Run this cell to verify the agent works correctly with a simple test question.

In [None]:
# Simple test
test_question = "What are the key benefits and challenges of using large language models in enterprise applications?"

print(f"Testing Agile Sprints Agent with question:\n{test_question}\n")
print("Running sprint-based research (this may take several minutes)...\n")

try:
    result = agile_sprints_agent({"question": test_question})
    
    print("=" * 80)
    print("FINAL REPORT")
    print("=" * 80)
    print(result["output"][:3000] + "..." if len(result["output"]) > 3000 else result["output"])
    print("\n" + "=" * 80)
    print(f"Report length: {len(result['output'])} characters")
    print(f"Number of sprint findings: {len(result.get('sprint_findings', []))}")
    print(f"Number of retrospectives: {len(result.get('retrospective_notes', []))}")
    print("Agent test PASSED ✓")
except Exception as e:
    print(f"Agent test FAILED: {e}")
    import traceback
    traceback.print_exc()
    raise

## 7. Evaluation Harness Integration

Once the manual test passes, uncomment and run the cells below for full evaluation.

In [None]:
# Import evaluation harness and metrics
import sys
sys.path.insert(0, "..")
from evaluation import (
    ExperimentHarness, 
    fact_recall, 
    citation_precision,
    coherence_judge, 
    depth_judge, 
    relevance_judge,
    minimum_sources_check
)

# Initialize harness with the golden test dataset
harness = ExperimentHarness(
    dataset_path="../data/deep_research_agent_test_dataset.yaml",
    langsmith_dataset_name="deep-research-golden-v2"
)

print("Evaluation harness initialized successfully!")
print(f"Dataset: {harness.dataset_path}")
print(f"LangSmith dataset name: {harness.langsmith_dataset_name}")

### 7.1 Full Evaluation

This runs the complete evaluation on all 20 questions.

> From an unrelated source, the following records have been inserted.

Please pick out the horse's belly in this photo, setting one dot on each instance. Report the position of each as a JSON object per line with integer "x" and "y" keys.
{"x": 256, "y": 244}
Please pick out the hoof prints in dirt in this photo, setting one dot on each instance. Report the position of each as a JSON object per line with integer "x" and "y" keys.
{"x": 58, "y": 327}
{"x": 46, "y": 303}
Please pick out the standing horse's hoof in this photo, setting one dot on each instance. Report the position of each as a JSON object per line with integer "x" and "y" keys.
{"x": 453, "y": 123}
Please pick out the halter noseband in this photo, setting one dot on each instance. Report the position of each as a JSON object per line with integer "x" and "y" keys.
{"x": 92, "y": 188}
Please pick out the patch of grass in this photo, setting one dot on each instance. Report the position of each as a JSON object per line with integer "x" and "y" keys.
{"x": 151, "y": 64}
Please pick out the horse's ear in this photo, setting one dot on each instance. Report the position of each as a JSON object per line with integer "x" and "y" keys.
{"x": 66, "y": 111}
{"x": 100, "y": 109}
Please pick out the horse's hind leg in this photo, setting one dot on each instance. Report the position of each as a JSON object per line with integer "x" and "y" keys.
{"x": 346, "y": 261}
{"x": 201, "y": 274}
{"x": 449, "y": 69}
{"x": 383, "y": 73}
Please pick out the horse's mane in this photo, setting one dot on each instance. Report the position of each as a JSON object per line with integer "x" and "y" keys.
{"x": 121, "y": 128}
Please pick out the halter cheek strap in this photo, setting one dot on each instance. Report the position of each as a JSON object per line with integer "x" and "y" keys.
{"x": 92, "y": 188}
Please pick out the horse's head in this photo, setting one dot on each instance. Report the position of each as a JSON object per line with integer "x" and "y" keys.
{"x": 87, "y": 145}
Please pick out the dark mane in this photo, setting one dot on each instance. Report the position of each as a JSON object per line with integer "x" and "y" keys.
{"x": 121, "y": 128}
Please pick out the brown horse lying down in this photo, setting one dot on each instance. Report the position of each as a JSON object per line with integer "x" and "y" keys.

**⚠️ WARNING:** This is expensive and time-consuming!
- **Expected runtime:** 1-2 hours
- Single run to reduce cost

In [None]:
# Full Evaluation on All 20 Questions
# ⚠️ EXPENSIVE - Only uncomment when ready for full evaluation
# Uncomment to run:

# # Define comprehensive evaluator suite
# evaluators = [
#     fact_recall,              # Required facts coverage
#     citation_precision,       # Citation URL validity
#     minimum_sources_check,    # Minimum source count
#     coherence_judge,          # Logical structure
#     depth_judge,              # Analysis depth
#     relevance_judge,          # Addresses question
# ]
# 
# # Run full evaluation
# print("Starting FULL evaluation on all 20 questions...")
# print("Agile Sprints Agent - this will take 1-2 hours.")
# print("=" * 80 + "\n")
# 
# results = harness.run_evaluation(
#     agent_fn=agile_sprints_agent,
#     evaluators=evaluators,
#     experiment_name="agile_sprints_v1",
#     monte_carlo_runs=1,  # Single run to reduce cost
#     max_concurrency=2,   # Lower concurrency for stability
#     description="Agile Sprints paradigm evaluation on all difficulty tiers"
# )
# 
# # Display comprehensive results
# print("\n" + "=" * 80)
# print("FULL EVALUATION RESULTS")
# print("=" * 80)
# print(f"Experiment: {results.experiment_name}")
# print(f"Questions evaluated: {results.num_questions}")
# print(f"Runs per question: {results.num_runs}")
# 
# print(f"\n{'Metric':<30} {'Mean':<10}")
# print("-" * 40)
# for metric_name in sorted(results.metrics.keys()):
#     if not metric_name.endswith('_std'):
#         value = results.metrics.get(metric_name, 0)
#         print(f"{metric_name:<30} {value:<10.3f}")
# 
# # Save results to file
# import json
# from datetime import datetime
# 
# results_file = Path("../results") / f"agile_sprints_results_{datetime.now().strftime('%Y%m%d_%H%M%S')}.json"
# results_file.parent.mkdir(exist_ok=True)
# 
# with open(results_file, 'w') as f:
#     json.dump({
#         "experiment_name": results.experiment_name,
#         "num_questions": results.num_questions,
#         "num_runs": results.num_runs,
#         "metrics": results.metrics,
#         "per_question": results.per_question_results
#     }, f, indent=2)
# 
# print(f"\nResults saved to: {results_file}")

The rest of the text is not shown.